An education trinity czar? | Inquirer Opinion
No Free Lunch

An education trinity czar?

/ 04:30 AM January 30, 2024

Just as there are three persons in one God in the Christian world, we have three entities for one sector, education, to which our Constitution mandates the largest share of the national budget. Splitting the former Department of Education, Culture and Sports (DECS) into the Department of Education (DepEd), Commission on Higher Education (CHEd), and the Technical Education and Skills Development Authority (Tesda)—or “trifocalization”—was the most visible outcome of the First Congressional Commission on Education (EdCom I) in 1991. Trifocalization was premised on the need to focus management and promote operational efficiency in the education sector, on the belief that the old DECS was so unwieldy as to have led to the decline in the quality of Philippine education at the time. Worsening education quality was a top issue then as it is now, and last year, our lawmakers saw it fit to create and convene a new EdCom II.

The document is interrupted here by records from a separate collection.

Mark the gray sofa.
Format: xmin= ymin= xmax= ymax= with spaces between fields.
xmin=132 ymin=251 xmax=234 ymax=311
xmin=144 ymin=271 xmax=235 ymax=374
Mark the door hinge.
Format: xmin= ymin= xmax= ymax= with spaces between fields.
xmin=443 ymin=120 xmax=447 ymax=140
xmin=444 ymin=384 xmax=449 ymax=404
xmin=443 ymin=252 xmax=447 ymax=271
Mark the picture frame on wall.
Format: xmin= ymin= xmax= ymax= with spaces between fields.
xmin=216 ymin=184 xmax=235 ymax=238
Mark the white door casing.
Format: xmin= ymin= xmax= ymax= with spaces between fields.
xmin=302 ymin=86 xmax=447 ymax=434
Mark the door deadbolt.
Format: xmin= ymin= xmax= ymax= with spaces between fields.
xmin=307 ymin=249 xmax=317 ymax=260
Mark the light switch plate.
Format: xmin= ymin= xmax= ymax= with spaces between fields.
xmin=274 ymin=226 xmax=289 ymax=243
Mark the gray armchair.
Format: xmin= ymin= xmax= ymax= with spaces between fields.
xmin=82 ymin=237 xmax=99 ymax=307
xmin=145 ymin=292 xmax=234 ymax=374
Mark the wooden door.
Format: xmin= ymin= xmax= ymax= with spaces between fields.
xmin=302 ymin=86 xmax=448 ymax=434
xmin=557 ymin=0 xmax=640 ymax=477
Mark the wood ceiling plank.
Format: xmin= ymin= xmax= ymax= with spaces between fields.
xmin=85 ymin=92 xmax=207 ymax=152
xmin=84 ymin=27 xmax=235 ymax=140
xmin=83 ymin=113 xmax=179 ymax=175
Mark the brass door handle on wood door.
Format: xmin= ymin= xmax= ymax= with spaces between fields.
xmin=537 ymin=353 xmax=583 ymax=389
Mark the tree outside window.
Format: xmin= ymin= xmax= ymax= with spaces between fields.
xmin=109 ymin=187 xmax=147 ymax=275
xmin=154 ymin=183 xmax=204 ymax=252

Thirty years after that historic and crucial change, the Asian Development Bank (ADB) noted that while trifocalization helped expand the three subsectors and enhanced access, it created challenges in sector management and coordination. In particular, the ADB cited the “absence of a permanent coordinating body aligned with EdCom I goals.” It turned out that greater focus came at the expense of coordination, which has in turn resulted in diminished coherence in the country’s education directions. Now, 33 years later, “the education sector suffers from a lack of a coherent plan, road map, or vision,” according to the Year One Report of EdCom II, established and convened over three decades after its predecessor body, but this time with a three-year life span. EdCom II notes that this has “hinder[ed] its ability to strategically navigate and address the challenges posed by extensive reforms and increased responsibilities.” It further notes that “despite high enrollment rates and robust growth in both public and private sector spending in education, the issue of deteriorating quality has persisted.” To many, this sounds like an understatement in light of the bottom-dweller performance of our students in various international education assessments, which has become fodder for many editorials and policy discussions in and out of government.

It’s not as if EdCom I had not foreseen all this. It actually proposed creating a national council for education that would “maintain system integration and program unity at the highest level of the education system.” But it was only in 2000, nearly a decade later, when the National Coordinating Council for Education was created via Executive Order No. 273. Still, it failed to achieve the desired coordination in the sector. A major flaw was that the three education agencies were designated as equal partners, with leadership rotating among them. With no clear primus inter pares, accountability was weak, and it seemed that none of the three entities took the council seriously. Moreover, there was no strong policy instrument to enforce harmonization, which was therefore never seriously pursued. The ADB observed how, from its very inception, it was “the first rotating chair’s view that formally convening the coordinating body and constituting the prescribed high-powered secretariat were not priorities.” Thus, coordination between the agencies “remained informal, with issues being resolved on an ad hoc basis and no deliberate sector-wide decisions being made.” In contrast, all had to answer to one department secretary under the old DECS, which could have ensured better coordination.

Did trifocalization of education do more harm than good? Should we reunify the three main education bodies back into one department, to achieve the coordination and coherence that appeared to be the casualty of the split? One might argue that this would streamline the bureaucracy and significantly reduce overhead costs in managing the sector. On the other hand, EdCom II also notes that the complexity and scale of our education system has grown considerably since EdCom I. Elementary enrollment has since increased by 46 percent, while those for high school, tertiary, technical, and vocational have more than tripled. The number of educational institutions has likewise grown from 41,781 during EdCom I to 73,851 now. The initial recommendation, then, is not necessarily to remerge DepEd, CHEd, and Tesda, but strengthen the coordinative mechanism, including having a strong permanent secretariat, and focusing coordination on key areas like planning, projection, and target setting; teacher training and quality; information and statistics sharing; and monitoring of targets for learning outcomes.


We now have a “super secretary” for investments and the economy. Perhaps we should have a similar super secretary for education worthy of our trust as well.